FEARS are mounting in Stoke Prior for children as young as nine who will be forced to make a dangerous trek to school from September.

Parents, worried by the fate of the two ten year-old girls in Soham, are horrified by Worcestershire County Council's decision to axe a free school bus service.

Now the mums and dads have set up a committee to challenge the education authority's cost-cutting decision.

The free bus service will no longer be available for pupils living within three-miles of their school - unless their parents fork out £71 per term.

Instead youngsters will have to walk along the busy A38 from Stoke Prior to Bromsgrove.

The Stoke Prior Safety for Children Group met last Thursday night to discuss the situation and they have invited county council officers and town Tory MP Julie Kirkbride to walk the route with them next Wednesday.

Committee chairperson Katherine Troth, of Cloverdale, has a 13-year daughter, Helen, who will walk to South Bromsgrove High School when she starts there this autumn.

However, one of Katherine's other daughters, who attends Aston Fields Middle School, will receive free transport as the distance is over three-miles.
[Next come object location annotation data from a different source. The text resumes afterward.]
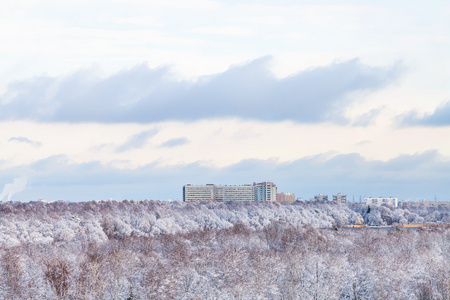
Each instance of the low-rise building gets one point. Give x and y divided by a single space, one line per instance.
381 200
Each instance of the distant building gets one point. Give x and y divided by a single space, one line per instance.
320 197
198 192
264 191
286 197
426 204
380 201
339 198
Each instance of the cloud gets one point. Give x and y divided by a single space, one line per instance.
440 117
368 118
144 95
137 141
19 184
25 140
175 142
415 176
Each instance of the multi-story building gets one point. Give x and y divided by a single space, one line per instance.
264 191
380 201
320 197
198 192
339 198
233 193
426 204
286 197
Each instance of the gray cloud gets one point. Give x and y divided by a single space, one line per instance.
175 142
407 177
25 140
440 117
137 141
148 95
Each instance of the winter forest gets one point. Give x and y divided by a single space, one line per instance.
175 250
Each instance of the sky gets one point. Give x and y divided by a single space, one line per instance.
133 99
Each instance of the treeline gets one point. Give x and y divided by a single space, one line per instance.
38 222
174 250
277 262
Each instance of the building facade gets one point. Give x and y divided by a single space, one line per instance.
339 198
264 191
380 201
320 197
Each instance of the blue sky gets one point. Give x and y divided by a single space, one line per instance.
133 99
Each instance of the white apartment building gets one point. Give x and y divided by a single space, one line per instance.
320 197
233 193
381 200
339 198
264 191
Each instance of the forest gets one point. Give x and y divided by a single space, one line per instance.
175 250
"Penny pinching by Worcestershire County Council will put the lives of our children at risk," she said.

"The removal of free school transport in September will force children as young as nine to walk along unlit country lanes, they will also have to cross a very dangerous road which already has 26 fatalities."

But Worcestershire county councillor, June Longmuir (Con - Bromsgrove South), said: "The free bus service was only a relief measure while we installed the controlled crossing at the turning onto Redditch Road.

"And the bus will still run, but parents will have to pay for their children to use it. The county council has totally fulfilled its legal requirements - it always has done and always will do."

The parents' committee is arranging a petition and will meet again to discuss the matter next Thursday.